In an agonizing twist of irony, Congress’ mad rush to codify online censorship is in direct opposition to the American government’s efforts to promote informational freedom abroad. This article in Slate expertly explains the discontinuity.
There is a recurring theme in terms of how recent legislation is being crafted. We’re seeing deliberate loopholes that don’t explicitly detail how your liberties will be restricted, but nonetheless establish the conditions under which such outcomes are not only possible, but likely.
Take for example, the highly controversial National Defense Authorization Act (NDAA). Steve Benen has an excellent analysis about whether this law would allow for the permanent detention of American citizens.
Not to compare apples to oranges, but I was struck by the following disclaimer in NDAA:
Nothing in this section shall be construed to affect existing law or authorities relating to the detention of United States citizens, lawful resident aliens of the United States, or any other persons who are captured or arrested in the United States.
Oh, good! Then there’s NO WAY a court could interpret this statute as giving the president the option of indefinitely detaining without trial an American citizen suspected of terrorism!
This deliberate-loophole doublespeak reminds me of the opening renunciation in SOPA (emphasis mine):
(1) FIRST AMENDMENT- Nothing in this Act shall be construed to impose a prior restraint on free speech or the press protected under the 1st Amendment to the Constitution.

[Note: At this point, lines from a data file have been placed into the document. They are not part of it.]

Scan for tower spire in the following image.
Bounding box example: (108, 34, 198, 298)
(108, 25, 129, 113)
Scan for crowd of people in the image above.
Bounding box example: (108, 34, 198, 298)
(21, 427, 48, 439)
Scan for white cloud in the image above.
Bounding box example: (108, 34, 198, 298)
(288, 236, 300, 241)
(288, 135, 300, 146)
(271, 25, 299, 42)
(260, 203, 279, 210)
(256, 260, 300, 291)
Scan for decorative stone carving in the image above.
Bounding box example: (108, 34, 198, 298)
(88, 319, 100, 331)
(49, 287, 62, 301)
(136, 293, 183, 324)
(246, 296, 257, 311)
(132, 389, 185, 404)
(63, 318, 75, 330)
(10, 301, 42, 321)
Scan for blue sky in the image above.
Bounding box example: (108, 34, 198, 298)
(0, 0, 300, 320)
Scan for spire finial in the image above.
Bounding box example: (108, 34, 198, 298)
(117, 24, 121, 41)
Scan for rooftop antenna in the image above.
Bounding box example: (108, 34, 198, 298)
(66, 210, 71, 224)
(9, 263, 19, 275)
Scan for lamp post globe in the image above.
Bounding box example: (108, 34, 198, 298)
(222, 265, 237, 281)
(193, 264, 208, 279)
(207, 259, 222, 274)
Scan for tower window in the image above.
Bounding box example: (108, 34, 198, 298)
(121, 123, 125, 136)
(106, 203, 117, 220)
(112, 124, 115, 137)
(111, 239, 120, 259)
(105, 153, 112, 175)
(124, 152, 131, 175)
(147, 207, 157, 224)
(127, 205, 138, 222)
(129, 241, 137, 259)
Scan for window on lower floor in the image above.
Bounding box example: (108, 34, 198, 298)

(2) TITLE 17 LIABILITY- Nothing in title I shall be construed to enlarge or diminish liability, including vicarious or contributory liability, for any cause of action available under title 17, United States Code, including any limitations on liability under such title.
That must mean that there can be absolutely NO WAY that any portion of a site that is “avoiding confirming a high probability” of infringement could be blocked by the US attorney general or have its commercial transactions halted on the mere accusation of infringement (the latter without any due process, and and with an impossibly narrow window for recourse). I feel so much better now!
To go any further would require a level of legal analysis that would likely put you in a coma. So I’ll close with this hopefully straightforward statement: American civil liberties are currently under threat, and our elected officials have abdicated their fundamental responsibility to safeguard these basic freedoms.
And that should scare the shit out of you.